The Importance of Data Quality in Modern Lead Generation

White Paper

A few years ago, only one thing counted in the contact data business: large amounts of data at the lowest possible price. However, as the amount of false data increases, the process of data validation is constantly becoming more important. This whitepaper discusses the reasons for data validation as well as strategies to improve the quality of your data. Download now.

Get the download

Below is an excerpt of "The Importance of Data Quality in Modern Lead Generation". To get your free download, and unlimited access to the whole of bizibl.com, simply log in or join free.

download

The telephone numbers, email and postal addresses of potential customers are among the data sets most in demand in a growing international business. A few years ago, only one thing counted in the contact data business: large amounts of data at the lowest possible price.

New legislation, a change in consumer behaviour and the exploitation of the direct marketing sector itself – particularly in the UK – have brought about a lasting change in the lead generation business.

As the amount of false data sets increases and the tricks of the data counterfeiters become more sophisticated, in turn validation processes are becoming more elaborate.

Lead generators, affiliates and publishers suffer from black sheep, which are often hard to identify. There is an ongoing game of cat and mouse in the online world!

An iPad, a brand new Audi A4 or a highpriced shopping voucher in exchange for receiving a few more advertising emails in your inbox – this, putting it in simple terms, is what online lead generation is all about.

What sounds simple is, in reality, becoming more complex. Even just a few years ago, the contact data of potential customers could (more or less) be generated, used, exchanged and sold with no restrictions.

New laws, changed consumer habits and the historical misuse of consumer data have led to an increased demand for valid and carefully targeted data which has to be as accurate as possible.

These factors will bring about lasting change to the lead business in the next few years.
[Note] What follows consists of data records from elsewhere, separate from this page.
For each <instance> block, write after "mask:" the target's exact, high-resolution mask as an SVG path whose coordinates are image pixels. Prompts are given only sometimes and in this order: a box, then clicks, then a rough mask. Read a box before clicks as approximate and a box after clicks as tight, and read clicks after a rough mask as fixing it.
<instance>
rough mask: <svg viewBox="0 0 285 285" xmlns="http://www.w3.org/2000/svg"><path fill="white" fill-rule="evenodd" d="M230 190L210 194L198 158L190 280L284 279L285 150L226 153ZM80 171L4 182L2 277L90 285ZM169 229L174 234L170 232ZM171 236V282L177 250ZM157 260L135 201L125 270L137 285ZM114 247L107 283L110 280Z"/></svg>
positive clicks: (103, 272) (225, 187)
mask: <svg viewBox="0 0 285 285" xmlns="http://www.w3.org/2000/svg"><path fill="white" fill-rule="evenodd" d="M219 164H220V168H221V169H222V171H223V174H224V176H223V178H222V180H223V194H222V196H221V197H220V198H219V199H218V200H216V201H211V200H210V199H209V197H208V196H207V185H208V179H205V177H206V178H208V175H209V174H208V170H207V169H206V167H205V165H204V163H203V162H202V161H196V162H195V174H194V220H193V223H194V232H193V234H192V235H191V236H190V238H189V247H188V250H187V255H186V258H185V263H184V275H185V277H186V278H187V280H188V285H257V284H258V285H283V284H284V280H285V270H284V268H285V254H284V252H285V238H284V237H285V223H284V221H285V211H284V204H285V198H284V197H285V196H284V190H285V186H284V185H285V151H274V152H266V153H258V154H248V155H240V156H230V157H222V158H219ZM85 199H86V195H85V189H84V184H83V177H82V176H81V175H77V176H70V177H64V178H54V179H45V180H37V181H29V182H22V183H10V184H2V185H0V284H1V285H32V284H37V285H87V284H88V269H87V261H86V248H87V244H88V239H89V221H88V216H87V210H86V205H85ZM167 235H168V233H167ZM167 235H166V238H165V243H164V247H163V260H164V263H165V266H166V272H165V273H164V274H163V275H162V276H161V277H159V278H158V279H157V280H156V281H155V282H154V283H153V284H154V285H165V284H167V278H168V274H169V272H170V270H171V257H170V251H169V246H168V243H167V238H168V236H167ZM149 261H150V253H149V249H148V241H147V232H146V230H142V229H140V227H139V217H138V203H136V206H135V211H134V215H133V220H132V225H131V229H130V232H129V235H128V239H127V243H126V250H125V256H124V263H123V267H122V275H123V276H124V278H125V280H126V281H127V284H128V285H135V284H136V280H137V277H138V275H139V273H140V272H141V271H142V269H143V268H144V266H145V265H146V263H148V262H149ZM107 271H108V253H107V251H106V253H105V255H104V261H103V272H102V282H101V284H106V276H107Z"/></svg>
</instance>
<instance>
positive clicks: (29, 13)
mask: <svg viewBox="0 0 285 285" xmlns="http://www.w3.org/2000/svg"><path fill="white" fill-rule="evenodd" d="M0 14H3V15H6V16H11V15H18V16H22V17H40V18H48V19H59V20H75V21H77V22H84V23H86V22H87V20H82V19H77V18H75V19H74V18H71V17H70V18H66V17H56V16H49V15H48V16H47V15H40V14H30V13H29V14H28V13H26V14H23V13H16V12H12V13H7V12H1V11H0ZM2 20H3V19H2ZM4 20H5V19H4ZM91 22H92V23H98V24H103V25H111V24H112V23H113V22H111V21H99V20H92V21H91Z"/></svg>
Dealing with the increasing amount of false and falsified data will thus become a decisive factor in successful lead generation.

False & Falsified Data

Despite increasing numbers of false and falsified entries, the proportion of genuine entries in most countries is still very high. According to eGentic research, approximately 60 % of the leads generated in the UK meet quality requirements (accurate postal and email addresses, active telephone numbers etc.) with Germany and especially Scandinavian countries coming in significantly higher at over 70% and the Mediterranean region scoring slightly lower.
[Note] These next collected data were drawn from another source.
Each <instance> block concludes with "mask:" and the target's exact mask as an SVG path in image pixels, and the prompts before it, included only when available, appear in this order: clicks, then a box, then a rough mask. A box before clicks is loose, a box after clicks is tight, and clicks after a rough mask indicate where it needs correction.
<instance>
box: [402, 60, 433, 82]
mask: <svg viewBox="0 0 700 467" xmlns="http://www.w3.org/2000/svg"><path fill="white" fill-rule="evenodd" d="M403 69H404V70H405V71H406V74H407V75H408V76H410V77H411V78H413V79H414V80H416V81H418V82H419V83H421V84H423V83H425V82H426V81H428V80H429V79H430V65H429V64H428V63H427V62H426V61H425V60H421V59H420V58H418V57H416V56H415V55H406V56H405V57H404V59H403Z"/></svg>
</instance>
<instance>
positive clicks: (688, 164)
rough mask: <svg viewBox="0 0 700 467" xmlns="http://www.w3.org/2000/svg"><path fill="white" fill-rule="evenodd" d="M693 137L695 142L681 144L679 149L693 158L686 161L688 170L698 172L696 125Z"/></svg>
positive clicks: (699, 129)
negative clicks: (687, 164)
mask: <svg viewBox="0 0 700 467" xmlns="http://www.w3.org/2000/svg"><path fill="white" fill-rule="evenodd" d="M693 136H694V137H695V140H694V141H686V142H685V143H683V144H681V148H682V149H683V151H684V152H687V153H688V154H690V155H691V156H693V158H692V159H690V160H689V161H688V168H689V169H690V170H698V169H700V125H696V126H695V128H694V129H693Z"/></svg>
The majority of consciously falsified data stems from several providers and publishers”

Of the 30-40% false data, almost half are the result of unintentional errors. The number one source of error is mistakes made in data entry; for example, numbers entered the wrong way round or spelling/ typing mistakes. Within Europe, there appear to be distinct cultural differences: in general, Northern Europeans enter their data more carefully and correctly, whereas in Southern Europe, data is entered more casually and quickly resulting in more errors.
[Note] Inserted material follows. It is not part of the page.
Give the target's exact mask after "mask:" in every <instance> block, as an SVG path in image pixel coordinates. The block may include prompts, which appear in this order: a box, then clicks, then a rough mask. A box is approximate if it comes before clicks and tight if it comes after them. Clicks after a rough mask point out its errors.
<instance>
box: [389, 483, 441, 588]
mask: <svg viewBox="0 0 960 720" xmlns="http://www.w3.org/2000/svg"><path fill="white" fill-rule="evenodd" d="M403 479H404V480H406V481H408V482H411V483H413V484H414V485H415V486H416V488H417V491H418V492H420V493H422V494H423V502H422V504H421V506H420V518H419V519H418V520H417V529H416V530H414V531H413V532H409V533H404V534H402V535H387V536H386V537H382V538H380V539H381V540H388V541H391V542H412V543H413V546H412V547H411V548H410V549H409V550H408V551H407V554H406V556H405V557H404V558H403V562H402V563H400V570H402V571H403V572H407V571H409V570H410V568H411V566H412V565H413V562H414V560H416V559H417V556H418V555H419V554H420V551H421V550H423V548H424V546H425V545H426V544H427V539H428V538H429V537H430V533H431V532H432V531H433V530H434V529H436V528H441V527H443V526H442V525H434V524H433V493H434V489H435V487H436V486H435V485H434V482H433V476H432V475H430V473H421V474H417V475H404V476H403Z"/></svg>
The remaining 50% of false data is intentionally manipulated. This originates, to a small degree, from consumers who consciously falsify their data to avoid being contacted.

The majority of consciously falsified data stems, however, from several providers and/or publishers of the large affiliate networks who are responsible for the publication and distribution of campaigns for lead generation. These providers are mostly remunerated for each lead generated and more leads automatically means more profit.

The temptation to include false data is therefore very high. Filtering out the sparse numbers of unserious partners from the large quantity of partners needed today for successful lead generation is nothing short of looking for a needle in a haystack.

Lead generation for direct marketing activity exists in an area of marketing, in which manipulations are, unfortunately, relatively easy to make. It is easy to prepare a data set, which either appears to be real or actually is real, without having permission.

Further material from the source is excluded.